BDNF is reportedly involved in changes in neural pathways to induce lower urinary tract (LUT) dysfunction such as detrusor overactivity (DO) and inefficient voiding due to detrusor-sphincter dyssynergia (DSD) following spinal cord injury (SCI). We recently reported that the neutralization of BDNF for 28-day SCI mice improved the voiding efficiency in association with increased synergistic activity of external urethral sphincter during voiding, although it did not influence the non-voiding contraction (NVC) (2017 ICS). However, it has not been well clarified how BDNF affect storage and voiding functions after SCI. Therefore, we investigated the time course of urodynamic function and the expression of BDNF in mice after SCI.

SCI was produced by complete transection of the Th8/9 spinal cord in female C57BL/6N mice. After spinal transection, their bladder was manually squeezed to eliminate the urine once daily until the evaluation. We evaluated the bladder function and bladder BDNF concentration of spinal intact normal mice and SCI mice at 5-day (only BDNF assay), 10-day, 20-day, and 30-day after the injury. Each mouse was evaluated using single-filling cystometry under an awake condition. After the urodynamic evaluation, the bladder was removed and separated into bladder mucosa and muscle layers to measure BDNF levels by the ELISA method and to compare with those of spinal intact mice.

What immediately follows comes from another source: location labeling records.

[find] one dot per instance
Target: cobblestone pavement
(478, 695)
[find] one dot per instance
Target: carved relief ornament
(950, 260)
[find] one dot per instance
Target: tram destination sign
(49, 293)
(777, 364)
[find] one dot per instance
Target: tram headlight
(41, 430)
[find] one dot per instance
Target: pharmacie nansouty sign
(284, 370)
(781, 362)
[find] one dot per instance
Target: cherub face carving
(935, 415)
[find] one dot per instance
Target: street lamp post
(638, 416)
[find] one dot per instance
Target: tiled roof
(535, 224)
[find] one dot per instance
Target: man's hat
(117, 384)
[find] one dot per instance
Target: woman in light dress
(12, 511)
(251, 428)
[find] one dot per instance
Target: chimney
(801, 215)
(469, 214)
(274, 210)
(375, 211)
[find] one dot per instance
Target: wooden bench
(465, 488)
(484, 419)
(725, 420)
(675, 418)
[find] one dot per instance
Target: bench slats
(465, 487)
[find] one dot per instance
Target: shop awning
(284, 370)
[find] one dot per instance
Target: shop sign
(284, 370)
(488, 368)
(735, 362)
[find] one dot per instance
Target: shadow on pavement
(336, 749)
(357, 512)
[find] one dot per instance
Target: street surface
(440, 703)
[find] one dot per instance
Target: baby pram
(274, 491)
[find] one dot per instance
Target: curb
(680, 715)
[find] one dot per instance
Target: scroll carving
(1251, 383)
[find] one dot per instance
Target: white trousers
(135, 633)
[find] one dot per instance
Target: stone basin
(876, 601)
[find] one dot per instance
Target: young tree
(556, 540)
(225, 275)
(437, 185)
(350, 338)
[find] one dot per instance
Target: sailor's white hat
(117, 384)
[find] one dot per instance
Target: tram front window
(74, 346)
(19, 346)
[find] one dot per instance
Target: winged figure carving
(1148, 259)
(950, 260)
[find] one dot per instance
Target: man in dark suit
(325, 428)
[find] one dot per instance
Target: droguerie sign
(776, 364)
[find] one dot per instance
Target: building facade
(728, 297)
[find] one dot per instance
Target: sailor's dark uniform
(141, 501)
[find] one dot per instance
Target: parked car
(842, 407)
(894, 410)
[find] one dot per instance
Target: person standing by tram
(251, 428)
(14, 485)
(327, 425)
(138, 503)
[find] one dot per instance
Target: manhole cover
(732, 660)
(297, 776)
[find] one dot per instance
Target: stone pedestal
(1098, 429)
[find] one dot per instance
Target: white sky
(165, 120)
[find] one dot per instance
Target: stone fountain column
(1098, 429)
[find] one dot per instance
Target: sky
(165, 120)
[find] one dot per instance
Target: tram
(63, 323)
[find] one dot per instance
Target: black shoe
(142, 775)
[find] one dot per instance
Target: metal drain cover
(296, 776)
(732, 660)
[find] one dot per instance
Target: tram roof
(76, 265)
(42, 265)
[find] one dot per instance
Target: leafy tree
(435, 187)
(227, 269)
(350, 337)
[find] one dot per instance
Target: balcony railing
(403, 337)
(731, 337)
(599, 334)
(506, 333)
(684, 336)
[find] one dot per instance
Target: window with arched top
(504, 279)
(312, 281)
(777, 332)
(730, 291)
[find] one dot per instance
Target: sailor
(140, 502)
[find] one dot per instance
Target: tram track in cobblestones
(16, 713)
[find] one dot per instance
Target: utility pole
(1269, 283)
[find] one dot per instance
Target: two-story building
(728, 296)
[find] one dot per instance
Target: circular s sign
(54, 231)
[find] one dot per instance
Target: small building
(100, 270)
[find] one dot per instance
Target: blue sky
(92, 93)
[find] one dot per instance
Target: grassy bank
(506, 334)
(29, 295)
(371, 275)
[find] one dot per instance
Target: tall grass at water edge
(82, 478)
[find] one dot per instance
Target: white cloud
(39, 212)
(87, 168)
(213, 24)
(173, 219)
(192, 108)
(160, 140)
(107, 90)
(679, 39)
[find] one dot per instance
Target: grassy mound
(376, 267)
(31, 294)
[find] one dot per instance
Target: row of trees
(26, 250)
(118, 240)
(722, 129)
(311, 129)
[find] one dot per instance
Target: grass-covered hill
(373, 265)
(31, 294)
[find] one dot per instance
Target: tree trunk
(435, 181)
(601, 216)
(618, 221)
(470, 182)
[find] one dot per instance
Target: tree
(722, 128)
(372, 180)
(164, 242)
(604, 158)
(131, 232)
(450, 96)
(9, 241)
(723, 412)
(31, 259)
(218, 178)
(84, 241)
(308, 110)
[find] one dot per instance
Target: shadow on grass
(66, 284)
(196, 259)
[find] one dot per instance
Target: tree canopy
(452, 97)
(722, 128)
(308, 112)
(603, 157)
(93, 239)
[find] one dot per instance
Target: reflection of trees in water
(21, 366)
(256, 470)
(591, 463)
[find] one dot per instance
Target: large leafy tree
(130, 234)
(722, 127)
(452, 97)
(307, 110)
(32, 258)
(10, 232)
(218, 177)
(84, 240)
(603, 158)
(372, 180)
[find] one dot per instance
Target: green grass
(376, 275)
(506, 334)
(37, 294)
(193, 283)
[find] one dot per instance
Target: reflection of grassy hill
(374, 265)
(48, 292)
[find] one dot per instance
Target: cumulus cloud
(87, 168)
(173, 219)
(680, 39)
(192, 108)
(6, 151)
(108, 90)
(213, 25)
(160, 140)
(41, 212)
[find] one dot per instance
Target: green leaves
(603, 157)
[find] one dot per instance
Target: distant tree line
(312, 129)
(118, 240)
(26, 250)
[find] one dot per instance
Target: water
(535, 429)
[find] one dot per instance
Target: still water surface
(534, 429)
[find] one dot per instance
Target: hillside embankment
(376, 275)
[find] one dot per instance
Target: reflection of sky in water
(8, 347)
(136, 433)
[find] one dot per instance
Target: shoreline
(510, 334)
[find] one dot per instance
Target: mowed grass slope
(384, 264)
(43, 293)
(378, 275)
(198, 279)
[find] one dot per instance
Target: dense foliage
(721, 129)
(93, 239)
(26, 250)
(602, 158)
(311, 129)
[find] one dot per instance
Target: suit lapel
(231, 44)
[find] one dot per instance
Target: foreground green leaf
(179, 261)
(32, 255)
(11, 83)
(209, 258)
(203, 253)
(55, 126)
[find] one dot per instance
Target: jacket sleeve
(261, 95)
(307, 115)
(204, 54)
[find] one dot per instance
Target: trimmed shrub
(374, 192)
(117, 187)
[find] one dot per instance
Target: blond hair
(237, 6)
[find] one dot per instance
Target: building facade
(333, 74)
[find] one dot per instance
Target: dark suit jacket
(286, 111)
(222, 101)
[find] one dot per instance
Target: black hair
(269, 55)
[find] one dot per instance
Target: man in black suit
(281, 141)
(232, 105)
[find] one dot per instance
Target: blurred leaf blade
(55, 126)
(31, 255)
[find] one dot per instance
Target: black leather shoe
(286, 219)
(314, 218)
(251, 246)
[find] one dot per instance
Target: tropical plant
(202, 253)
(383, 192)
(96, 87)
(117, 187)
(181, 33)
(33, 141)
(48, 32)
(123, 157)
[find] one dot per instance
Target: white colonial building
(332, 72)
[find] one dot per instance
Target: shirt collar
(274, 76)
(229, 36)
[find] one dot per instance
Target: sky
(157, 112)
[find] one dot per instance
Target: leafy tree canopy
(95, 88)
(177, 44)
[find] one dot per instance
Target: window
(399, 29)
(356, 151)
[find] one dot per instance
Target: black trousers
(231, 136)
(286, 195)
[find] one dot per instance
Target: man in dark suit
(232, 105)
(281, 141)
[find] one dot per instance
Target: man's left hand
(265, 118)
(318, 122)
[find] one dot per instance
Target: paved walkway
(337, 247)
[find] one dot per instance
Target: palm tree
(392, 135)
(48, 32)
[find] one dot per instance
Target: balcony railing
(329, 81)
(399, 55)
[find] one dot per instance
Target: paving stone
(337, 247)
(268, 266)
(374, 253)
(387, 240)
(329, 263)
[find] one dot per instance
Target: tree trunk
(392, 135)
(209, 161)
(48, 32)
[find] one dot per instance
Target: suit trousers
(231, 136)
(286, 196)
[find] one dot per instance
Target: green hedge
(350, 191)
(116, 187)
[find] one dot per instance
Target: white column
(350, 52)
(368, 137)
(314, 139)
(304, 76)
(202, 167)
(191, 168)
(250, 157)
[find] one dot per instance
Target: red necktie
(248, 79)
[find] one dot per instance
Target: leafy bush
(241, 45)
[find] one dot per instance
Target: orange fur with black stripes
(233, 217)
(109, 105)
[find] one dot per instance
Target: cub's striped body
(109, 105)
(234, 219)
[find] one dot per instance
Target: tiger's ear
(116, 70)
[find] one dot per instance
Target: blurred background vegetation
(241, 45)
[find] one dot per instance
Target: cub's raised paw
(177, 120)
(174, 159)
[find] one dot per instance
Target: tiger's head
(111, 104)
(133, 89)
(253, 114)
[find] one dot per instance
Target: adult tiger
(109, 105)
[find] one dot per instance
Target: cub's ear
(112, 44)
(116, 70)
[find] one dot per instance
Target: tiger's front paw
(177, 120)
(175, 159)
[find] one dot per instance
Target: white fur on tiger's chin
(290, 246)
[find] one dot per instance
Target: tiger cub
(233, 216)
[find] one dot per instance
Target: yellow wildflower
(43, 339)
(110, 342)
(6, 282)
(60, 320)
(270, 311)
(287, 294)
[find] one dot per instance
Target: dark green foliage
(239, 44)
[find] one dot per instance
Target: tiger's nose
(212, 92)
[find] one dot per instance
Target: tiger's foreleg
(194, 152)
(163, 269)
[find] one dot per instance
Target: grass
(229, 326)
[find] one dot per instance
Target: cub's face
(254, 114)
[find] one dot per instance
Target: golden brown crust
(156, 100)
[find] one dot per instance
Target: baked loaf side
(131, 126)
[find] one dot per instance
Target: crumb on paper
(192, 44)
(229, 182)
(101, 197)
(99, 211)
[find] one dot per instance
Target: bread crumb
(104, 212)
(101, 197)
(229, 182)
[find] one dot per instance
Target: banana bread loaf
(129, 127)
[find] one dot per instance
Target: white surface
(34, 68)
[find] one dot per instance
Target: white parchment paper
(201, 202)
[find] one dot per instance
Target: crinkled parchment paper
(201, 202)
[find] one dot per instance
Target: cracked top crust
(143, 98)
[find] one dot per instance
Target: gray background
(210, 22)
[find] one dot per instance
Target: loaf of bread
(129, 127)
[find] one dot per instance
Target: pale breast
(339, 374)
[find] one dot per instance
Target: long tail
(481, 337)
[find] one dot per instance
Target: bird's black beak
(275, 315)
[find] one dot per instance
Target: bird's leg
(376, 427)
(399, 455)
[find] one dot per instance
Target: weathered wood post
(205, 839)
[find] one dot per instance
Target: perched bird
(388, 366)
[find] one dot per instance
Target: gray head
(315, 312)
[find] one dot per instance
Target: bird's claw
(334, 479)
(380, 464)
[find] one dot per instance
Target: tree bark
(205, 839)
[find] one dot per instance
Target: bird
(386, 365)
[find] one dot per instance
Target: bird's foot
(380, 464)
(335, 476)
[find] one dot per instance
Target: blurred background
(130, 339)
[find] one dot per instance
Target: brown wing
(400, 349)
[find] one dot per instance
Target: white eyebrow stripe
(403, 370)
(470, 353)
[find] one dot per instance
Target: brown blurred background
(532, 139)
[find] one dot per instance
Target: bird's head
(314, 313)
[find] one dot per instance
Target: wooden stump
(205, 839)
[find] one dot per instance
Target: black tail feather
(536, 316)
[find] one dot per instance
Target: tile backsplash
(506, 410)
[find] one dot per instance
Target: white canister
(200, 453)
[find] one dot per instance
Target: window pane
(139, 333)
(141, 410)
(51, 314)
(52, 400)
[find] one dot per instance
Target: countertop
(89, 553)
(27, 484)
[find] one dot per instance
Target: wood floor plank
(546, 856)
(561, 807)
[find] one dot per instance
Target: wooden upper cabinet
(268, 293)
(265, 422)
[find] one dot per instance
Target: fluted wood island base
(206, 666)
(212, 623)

Compared to spinal intact mice, the number of NVC per void and threshold pressure was gradually and significantly increased with time after SCI. The number of NVC of 30-day SCI mice was significantly larger than that of 10-day SCI mice. The voiding pressure among any SCI groups was similar and significantly larger than that of spinal intact mice. The voided volume of 10-day SCI mice was smaller than that of spinal intact mice, 20-day and 30-day SCI mice. Post-void residual (PVR) and bladder capacity were larger in three SCI groups of mice than those of spinal intact mice, and these were larger in 20- and 30-day SCI mice than those of 10-day SCI mice. Voiding efficiency among any SCI groups was similar and significantly smaller than that of spinal intact mice (Figure 1: Urodynamic results). 
   BDNF in the bladder mucosa of any SCI groups was higher than that of spinal intact mice, but BDNF in the bladder muscle was similar between SCI and spinal intact mice. Bladder mucosal BDNF was at the maximum level at 5-day after SCI (Figure 2: Bladder BDNF concentration).

In this study, bladder mucosal BDNF reached its maximal expression levels at 5-day during the 30-day period after SCI, indicating that bladder BDNF expression is elevated in the early phase after SCI. The voided volume was small only at 10-day after SCI. As the time goes on, bladder capacity and PVR were becoming larger with making the voiding efficiency worse. Combined with our previous research, increased BDNF has a significant role in the voiding dysfunction such as dyssynergistic activity of external urethral sphincter from the early phase through the late phase after SCI. The incidence of NVC was gradually increased, and at 30-day after SCI, the number of NVC was larger than that of 10-day SCI mice, suggesting that bladder BDNF does not influence directly on the emergence of NVC because the bladder BDNF concentration was lower at 30-day than at 5-day or 10-day of SCI. The urodynamic changes by the early inhibition of BDNF will provide further insights into the role of BDNF in SCI-induced LUT dysfunction in future.

The early elevation of bladder mucosal BDNF after SCI induces the voiding dysfunction including a small voided volume and poor voiding efficiency. However, the bladder BDNF level may not influence the emergence of NVC, directly.